Grahamstown was the location of the testing of the first diamond find by Henry Carter Galpin.
In 1904 Rhodes University College was established in Grahamstown through a grant from the Rhodes Trust. In 1951 it became a fully-fledged University, Rhodes University. Today it provides world-class tertiary education in a wide range of disciplines to over 6,000 undergraduate and postgraduate students.
With the establishment of the Union of South Africa the Grahamstown High Court became a Local Division of the newly formed Supreme Court of South Africa (under Cape Town). On 28 June 1957, the Eastern Districts Court, under the name Eastern Cape Division, became a provincial division.

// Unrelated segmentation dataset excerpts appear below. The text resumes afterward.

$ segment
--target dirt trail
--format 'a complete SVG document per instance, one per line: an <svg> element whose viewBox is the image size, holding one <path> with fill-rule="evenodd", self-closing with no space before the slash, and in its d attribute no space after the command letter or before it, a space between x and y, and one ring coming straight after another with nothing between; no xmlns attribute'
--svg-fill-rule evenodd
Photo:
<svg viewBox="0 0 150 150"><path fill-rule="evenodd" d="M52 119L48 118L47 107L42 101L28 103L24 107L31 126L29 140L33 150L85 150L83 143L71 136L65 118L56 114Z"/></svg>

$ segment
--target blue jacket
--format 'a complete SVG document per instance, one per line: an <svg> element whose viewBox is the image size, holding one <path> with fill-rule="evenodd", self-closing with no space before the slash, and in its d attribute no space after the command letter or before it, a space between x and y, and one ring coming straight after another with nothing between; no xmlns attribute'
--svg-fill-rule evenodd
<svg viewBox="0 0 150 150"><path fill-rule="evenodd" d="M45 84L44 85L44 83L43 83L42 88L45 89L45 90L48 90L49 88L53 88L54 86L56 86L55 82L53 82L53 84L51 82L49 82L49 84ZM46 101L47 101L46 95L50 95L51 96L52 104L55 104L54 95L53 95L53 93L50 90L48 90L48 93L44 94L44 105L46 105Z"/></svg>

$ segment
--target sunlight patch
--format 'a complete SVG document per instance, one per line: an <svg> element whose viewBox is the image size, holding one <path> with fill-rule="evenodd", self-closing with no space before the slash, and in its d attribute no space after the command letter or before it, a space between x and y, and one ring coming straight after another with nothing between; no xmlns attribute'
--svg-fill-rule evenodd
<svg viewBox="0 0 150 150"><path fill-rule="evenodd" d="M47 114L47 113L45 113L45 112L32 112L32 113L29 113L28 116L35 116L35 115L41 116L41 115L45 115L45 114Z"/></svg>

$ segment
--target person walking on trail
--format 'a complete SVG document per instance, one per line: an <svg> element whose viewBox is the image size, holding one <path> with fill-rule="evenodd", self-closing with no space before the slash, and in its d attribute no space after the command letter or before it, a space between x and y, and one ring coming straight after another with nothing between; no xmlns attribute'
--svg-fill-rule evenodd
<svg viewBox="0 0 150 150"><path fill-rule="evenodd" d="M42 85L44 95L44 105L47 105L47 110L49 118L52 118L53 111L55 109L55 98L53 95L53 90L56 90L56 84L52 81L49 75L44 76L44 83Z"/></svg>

In certain other areas of provincial government Grahamstown similarly served as a centre for the Eastern Cape.
Religion – ‘The City of Saints’
St. Michael and St. George Cathedral is the seat of the Anglican Diocese of Grahamstown. Grahamstown also has Roman Catholic, Presbyterian, Ethiopian Episcopal, Methodist, Baptist, Pinkster Protestante, Dutch Reformed (Nederduits Gereformeerde Kerk), Charismatic, Apostolic and Pentecostal churches. There are also meeting places for Hindus, Scientologists, Quakers, The Church of Jesus Christ of Latter-day Saints and Muslims.
For historic reasons, particularly the vibrancy of evangelism during Grahamstown’s heyday, the City is home to more than forty religious buildings, and the nickname the “City of Saints” has become attached to Grahamstown. However, there is another story which may be the source of this nickname.

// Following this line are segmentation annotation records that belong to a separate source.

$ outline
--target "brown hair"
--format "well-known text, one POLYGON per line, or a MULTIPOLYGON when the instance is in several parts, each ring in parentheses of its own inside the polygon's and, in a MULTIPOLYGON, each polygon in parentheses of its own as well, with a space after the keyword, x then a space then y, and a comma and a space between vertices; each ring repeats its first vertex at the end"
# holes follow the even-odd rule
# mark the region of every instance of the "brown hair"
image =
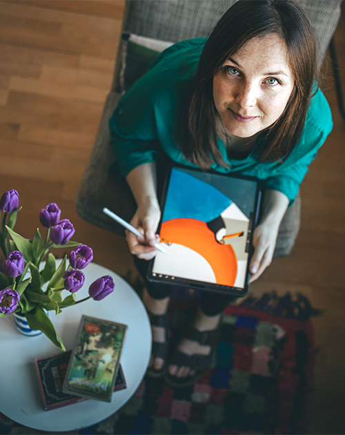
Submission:
POLYGON ((279 161, 288 156, 296 145, 317 76, 314 32, 304 10, 294 0, 239 0, 207 39, 181 113, 178 143, 190 163, 204 169, 215 162, 227 166, 217 145, 213 76, 247 41, 271 33, 286 44, 295 86, 283 113, 262 132, 257 158, 260 162, 279 161))

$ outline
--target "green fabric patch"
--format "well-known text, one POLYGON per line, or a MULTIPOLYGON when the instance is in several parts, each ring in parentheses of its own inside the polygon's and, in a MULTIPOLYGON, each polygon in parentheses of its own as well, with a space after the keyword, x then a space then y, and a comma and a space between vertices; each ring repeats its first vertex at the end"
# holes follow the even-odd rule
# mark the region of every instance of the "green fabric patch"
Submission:
POLYGON ((272 349, 277 344, 277 328, 270 323, 261 322, 255 328, 255 346, 267 346, 272 349))
POLYGON ((229 387, 232 393, 244 394, 249 389, 250 381, 250 373, 240 371, 239 370, 232 370, 231 378, 229 380, 229 387))
POLYGON ((225 408, 217 405, 208 405, 205 416, 205 423, 208 425, 220 426, 224 419, 225 408))
POLYGON ((171 421, 166 417, 155 417, 151 427, 152 435, 171 434, 171 421))
POLYGON ((207 425, 201 425, 199 423, 189 423, 188 433, 189 435, 200 435, 200 434, 206 434, 206 429, 207 425))
POLYGON ((264 414, 266 407, 266 398, 262 396, 246 394, 244 400, 244 414, 264 414))

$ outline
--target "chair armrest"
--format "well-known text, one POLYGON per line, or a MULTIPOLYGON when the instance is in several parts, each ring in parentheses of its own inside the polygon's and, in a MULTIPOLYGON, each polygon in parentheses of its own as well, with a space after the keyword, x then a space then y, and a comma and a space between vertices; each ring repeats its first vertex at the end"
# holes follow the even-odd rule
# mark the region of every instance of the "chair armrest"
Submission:
POLYGON ((115 92, 111 92, 107 97, 93 148, 77 195, 75 206, 79 216, 86 221, 124 236, 124 228, 102 211, 103 207, 108 207, 129 221, 137 209, 126 180, 120 174, 117 177, 117 174, 107 172, 115 157, 109 143, 108 121, 119 97, 120 95, 115 92))

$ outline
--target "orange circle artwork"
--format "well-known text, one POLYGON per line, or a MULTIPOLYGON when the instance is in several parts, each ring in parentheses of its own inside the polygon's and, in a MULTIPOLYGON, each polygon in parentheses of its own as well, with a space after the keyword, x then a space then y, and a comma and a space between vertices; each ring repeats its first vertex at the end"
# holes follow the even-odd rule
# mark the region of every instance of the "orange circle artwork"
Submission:
POLYGON ((211 267, 217 284, 233 286, 237 273, 236 254, 230 244, 220 244, 206 222, 195 219, 172 219, 163 222, 159 235, 200 254, 211 267))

It is said that, in about 1846, there were Royal Engineers stationed in Grahamstown who were in need of building tools. They sent a message to Cape Town requesting a vice to be forwarded to them from the Ordnance Stores. A reply came back, ‘Buy vice locally’. The response was, ‘No vice in Grahamstown’. Grahamstown has 52 churches of numerous denominations, gaining it the name the City of Saints.
Education, Arts and Culture
Grahamstown is home to many schools as well as Rhodes University. It is also home to several institutes, most importantly the South African National Library for the Blind, the National English Literary Museum, the South African Institute for Aquatic Biodiversity (formerly the JLB Smith Institute), the International Library of African Music (ILAM), and the Institute for the Study of English in Africa.
The effects of Apartheid still affect the provision of secondary education in this former frontier town, where significant discrepancies in matric pass rates and general quality of education exist. Addressing this problem is one of the city’s greatest challenges.